CanguRo is what is known as a RidRoid—a term that combines the words “ride” and “(and)roid.” CanguRo has handles like the ears of an animal. In its “Roid” mode, CanguRo moves to match your walking pace, and even turns into a cart for shopping and assists your daily routines. When you put the robot into Ride mode, its front wheel extends and the saddle rises so you can mount and ride it. The experience is less like driving and more like the robot and rider moving as one.

“The relationship we were trying to imagine was the ancient bond between humans and horses,” Furuta explains. “While horses can be ridden, they also form an emotional connection with and enjoy the trust of people. We’ve tried to develop a new type of connection between people and vehicles through CanguRo.”

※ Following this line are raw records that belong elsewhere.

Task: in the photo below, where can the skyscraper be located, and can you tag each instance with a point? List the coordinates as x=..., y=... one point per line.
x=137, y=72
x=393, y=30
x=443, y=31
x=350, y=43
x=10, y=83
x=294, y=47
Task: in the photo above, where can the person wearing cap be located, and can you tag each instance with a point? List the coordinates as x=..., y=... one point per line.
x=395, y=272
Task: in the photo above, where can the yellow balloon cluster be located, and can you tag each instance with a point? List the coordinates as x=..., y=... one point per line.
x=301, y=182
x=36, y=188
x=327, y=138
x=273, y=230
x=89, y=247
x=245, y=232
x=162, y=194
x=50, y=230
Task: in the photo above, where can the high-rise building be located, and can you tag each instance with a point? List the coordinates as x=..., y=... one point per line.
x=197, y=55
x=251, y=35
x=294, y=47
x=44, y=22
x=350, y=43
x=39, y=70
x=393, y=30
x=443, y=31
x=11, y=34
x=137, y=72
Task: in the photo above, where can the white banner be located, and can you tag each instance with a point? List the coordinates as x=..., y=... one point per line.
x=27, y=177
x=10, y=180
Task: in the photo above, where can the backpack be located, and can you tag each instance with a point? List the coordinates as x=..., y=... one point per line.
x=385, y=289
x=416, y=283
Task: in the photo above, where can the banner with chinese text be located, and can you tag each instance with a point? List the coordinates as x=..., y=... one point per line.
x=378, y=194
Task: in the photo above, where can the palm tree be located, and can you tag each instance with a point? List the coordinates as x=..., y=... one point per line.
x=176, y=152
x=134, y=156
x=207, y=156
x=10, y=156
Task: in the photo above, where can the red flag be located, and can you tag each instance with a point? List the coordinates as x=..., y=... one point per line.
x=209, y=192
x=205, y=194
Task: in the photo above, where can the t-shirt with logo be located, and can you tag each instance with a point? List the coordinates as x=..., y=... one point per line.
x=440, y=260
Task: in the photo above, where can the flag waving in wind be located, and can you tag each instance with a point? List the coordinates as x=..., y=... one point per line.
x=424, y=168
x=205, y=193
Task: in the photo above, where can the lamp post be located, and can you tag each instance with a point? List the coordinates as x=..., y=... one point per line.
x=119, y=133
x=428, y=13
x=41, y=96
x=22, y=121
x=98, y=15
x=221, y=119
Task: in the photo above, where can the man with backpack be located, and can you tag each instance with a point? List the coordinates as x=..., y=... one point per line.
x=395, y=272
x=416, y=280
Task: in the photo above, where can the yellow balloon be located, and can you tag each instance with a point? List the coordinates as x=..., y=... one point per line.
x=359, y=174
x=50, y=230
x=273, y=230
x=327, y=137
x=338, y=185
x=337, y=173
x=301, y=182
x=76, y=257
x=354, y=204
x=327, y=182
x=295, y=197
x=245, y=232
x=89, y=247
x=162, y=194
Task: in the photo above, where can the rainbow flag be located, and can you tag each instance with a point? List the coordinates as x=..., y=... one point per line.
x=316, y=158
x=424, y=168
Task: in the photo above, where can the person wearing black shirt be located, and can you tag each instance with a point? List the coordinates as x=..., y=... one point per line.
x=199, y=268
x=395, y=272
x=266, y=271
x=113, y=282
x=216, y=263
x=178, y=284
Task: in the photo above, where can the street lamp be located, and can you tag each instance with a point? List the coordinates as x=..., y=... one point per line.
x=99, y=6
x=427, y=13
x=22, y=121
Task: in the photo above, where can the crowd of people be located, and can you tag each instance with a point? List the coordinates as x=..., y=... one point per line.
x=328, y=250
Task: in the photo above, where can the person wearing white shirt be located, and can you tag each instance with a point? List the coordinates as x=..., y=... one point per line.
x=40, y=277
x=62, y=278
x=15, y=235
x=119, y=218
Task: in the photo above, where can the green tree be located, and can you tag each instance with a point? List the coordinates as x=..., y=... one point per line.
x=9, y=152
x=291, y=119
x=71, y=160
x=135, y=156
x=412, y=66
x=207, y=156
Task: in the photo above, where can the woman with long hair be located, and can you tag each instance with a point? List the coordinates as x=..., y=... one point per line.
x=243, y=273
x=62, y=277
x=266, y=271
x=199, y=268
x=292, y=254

Although CanguRo’s body looks simple, it incorporates many of the latest exclusive technologies fuRo has devised. One key technology is the in-wheel driving unit. While it looks like a normal wheel on the outside, the front wheel has a unique thin motor, gear and auto-driving system developed specifically for the robot.

In Ride mode, CanguRo becomes an extension of your body. Along with a bilateral control system installed on the steering handle, it uses an active lean system that detects your body weight and physical force, allowing it to move naturally in the direction you prefer, like skiing. The areas that you touch—such as the seat and handles—send out heartbeat-like pulses that allow the rider to remain aware of how fast he or she is traveling.

CanguRo can be summoned from a distance, a feat made possible by real-time automated mapping and CanguRo’s ability to determine its location. fuRo has been developing SLAM (simultaneous localization and mapping) technology for many years that allows simultaneous mapping. While SLAM is being developed in various areas of the technology sector, the processing power of fuRo’s SLAM technology is one of the best in the world. CanguRo is therefore able to safely move around while avoiding obstacles in spaces full of people and their unpredictable movements.

One of the robot’s features is an AI that makes the key technology behind the connectivity between people and CanguRo possible. “If it isn’t able to acknowledge its surroundings, CanguRo will not be able to serve as the user’s companion,” Furuta says. “That is where the AI comes in.” The AI will learn from the situations and scenes it encounters. For instance, if there is someone holding heavy objects, it will carry them. If someone collapses, it will call for assistance.

“Creating an innovative robot-vehicle and making it part of society is my job,” Furuta says, looking into a companionable future. “I’m trying to allow more people to use and experience CanguRo by offering the technology to companies and eventually putting it out onto the market. I’d like to create a positive environment through CanguRo by helping the elderly and communities.”